Unfortunately our own community has a higher rate of drug and alcohol abuse, and mental health issues. Homelessness is a critical issue amongst youths, and trans and gender diverse parents face greater discrimination and barriers to services. But we are also a very resilient and thriving community and I have seen a growing number of single and coupled members of our community become excellent foster carers, too.
How has your own experience being in a rainbow family influenced your work?

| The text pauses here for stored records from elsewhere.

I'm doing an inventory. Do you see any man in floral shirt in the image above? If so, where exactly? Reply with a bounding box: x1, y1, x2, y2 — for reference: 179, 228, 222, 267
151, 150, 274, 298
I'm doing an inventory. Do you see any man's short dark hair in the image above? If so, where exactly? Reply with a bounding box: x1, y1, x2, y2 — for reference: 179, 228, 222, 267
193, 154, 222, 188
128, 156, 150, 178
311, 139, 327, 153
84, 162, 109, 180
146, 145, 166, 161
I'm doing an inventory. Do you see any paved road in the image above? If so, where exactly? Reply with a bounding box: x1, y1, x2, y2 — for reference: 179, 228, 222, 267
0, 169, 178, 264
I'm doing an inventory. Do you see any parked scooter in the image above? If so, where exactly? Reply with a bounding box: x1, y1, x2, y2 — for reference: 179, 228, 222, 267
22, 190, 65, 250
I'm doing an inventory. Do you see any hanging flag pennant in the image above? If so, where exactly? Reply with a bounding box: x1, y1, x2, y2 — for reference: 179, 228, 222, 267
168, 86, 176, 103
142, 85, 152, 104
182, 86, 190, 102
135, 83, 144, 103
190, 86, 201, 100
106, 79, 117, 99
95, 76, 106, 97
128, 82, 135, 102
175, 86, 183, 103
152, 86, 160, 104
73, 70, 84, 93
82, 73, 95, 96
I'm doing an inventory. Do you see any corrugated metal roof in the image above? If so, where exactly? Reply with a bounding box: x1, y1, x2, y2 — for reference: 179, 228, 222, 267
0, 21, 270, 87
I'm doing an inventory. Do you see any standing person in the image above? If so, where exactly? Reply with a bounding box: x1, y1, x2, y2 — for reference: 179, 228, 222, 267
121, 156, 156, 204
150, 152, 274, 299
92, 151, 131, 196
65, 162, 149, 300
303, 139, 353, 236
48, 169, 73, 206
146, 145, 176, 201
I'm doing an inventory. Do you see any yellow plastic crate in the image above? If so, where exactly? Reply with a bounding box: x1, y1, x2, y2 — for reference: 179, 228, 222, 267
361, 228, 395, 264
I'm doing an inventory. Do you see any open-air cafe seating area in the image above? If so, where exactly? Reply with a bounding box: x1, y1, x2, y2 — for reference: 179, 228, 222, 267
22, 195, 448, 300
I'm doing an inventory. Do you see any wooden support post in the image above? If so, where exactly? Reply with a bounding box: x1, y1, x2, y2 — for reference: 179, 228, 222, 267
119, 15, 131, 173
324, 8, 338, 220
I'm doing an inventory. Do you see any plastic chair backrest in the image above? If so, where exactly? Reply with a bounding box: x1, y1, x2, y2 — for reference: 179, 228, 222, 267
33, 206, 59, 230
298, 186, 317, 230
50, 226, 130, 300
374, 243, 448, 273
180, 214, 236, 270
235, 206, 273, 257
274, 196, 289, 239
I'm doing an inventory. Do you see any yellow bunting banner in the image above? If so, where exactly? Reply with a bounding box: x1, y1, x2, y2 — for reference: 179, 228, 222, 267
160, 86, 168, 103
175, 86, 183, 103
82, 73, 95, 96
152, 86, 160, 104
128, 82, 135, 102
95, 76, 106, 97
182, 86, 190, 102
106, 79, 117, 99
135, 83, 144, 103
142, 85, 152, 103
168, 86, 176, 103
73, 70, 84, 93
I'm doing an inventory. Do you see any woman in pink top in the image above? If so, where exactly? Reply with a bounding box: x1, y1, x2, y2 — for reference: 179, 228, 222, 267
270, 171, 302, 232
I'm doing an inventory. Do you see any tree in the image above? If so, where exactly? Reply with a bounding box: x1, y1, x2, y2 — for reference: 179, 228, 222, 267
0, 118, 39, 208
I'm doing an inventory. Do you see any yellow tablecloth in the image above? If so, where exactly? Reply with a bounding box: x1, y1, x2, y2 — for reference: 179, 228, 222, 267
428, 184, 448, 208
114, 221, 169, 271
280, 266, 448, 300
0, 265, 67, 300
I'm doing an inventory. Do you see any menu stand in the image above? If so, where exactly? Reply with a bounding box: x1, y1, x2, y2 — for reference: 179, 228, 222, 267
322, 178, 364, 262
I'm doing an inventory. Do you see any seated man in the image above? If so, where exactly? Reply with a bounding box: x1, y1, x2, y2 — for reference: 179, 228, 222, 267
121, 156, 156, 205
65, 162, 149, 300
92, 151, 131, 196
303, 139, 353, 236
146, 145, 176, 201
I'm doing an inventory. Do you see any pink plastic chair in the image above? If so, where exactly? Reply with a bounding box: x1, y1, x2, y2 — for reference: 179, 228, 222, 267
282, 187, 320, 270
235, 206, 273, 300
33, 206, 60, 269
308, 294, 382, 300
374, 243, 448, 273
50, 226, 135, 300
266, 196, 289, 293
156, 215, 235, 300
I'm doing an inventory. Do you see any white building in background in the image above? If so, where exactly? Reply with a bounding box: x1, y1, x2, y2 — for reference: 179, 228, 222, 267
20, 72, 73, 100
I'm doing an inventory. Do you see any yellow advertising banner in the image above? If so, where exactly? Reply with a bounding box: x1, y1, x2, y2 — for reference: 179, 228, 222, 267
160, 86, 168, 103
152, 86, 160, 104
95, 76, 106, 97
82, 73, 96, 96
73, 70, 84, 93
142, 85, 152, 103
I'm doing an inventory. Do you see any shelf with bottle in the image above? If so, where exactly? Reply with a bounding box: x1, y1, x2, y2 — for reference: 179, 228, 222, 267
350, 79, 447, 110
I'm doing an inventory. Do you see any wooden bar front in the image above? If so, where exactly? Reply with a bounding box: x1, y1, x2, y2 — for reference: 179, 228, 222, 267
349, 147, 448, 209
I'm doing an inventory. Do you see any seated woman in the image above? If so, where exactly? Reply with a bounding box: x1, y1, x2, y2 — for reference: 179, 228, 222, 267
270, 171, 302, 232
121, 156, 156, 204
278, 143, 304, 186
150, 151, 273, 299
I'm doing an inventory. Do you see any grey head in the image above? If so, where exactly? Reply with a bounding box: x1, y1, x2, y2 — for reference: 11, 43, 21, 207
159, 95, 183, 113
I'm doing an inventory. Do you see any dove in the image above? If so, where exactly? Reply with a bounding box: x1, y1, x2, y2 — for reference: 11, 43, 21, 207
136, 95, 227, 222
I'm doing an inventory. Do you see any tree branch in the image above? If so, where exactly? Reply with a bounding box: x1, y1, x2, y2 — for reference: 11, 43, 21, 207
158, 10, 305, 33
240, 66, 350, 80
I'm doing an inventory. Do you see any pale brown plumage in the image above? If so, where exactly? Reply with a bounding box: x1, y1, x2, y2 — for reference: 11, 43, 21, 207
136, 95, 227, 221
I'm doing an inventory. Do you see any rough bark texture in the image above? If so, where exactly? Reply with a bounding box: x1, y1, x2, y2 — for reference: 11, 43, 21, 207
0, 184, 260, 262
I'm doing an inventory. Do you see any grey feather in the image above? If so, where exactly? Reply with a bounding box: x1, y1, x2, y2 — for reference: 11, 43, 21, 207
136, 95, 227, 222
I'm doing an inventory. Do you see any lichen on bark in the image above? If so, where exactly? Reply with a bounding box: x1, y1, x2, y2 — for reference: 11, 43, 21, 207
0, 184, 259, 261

Like most parents, I want my children to thrive, to reach their potential and to have a charmed life. Being part of the Rainbow Families volunteer team gives me an opportunity to be a change agent, to nurture community and seek this for mine and all the children and young people in our community. I also hope my children grow up being caring humans who consider community and environment. As a parent I have to walk the talk, too.
What are some of the main issues facing rainbow families at the moment?
Legal recognition of children in our community is a big issue. Many gay dads in particular are not legally recognised as the legal parent of the children they are for. Children born through overseas surrogacy deserve to have both their parents recognised in their birth certificate. Many government departments have not kept up with the changing face of Australian families.
Do you think rainbow families are widely accepted in Australia, or do we still have a long way to go?
I would have answered this differently before the postal survey. That was such a hurtful process to our community, and gave permission for discrimination towards us and our children. Families in some rural settings, trans and gender diverse families, and families with limited social support can experience discrimination and exclusion. That’s why the social groups we facilitate across NSW are so important to supporting our community. The day my primary school kid brings home a home reader that has two dads casually in the story, is the day that we’re closer to being widely accepted in Australia.
How do young people work with Rainbow Families to spread the group’s messages?
As an organisation we realised that we often claimed to represent the needs of children without consulting them. This is how the Youth Advisory Council (YAC) started. It is about listening to the smallest voices. The YAC has a membership of children and young people from the ages of 10 to 21 years, who have LGBTIQ+ parents. They are gutsy gorgeous kids, who are proud of our community and want to change the world.
What is Rainbow Families’ plans over the coming year?
We are leading a campaign for law reform in relation to surrogacy laws and the status of parents whose children are born overseas, and we are working for the removal of any discrimination against LGBTIQ+ staff and students by religious schools. We also have a bumper social and educational calendar with five playgroups, eight regional social groups, and a parenting group calendar. We run booked-out quarterly LGBTIQ+ antenatal classes, and we have a breastfeeding, chest feeding and human milk project that will deliver lactation classes to support our community.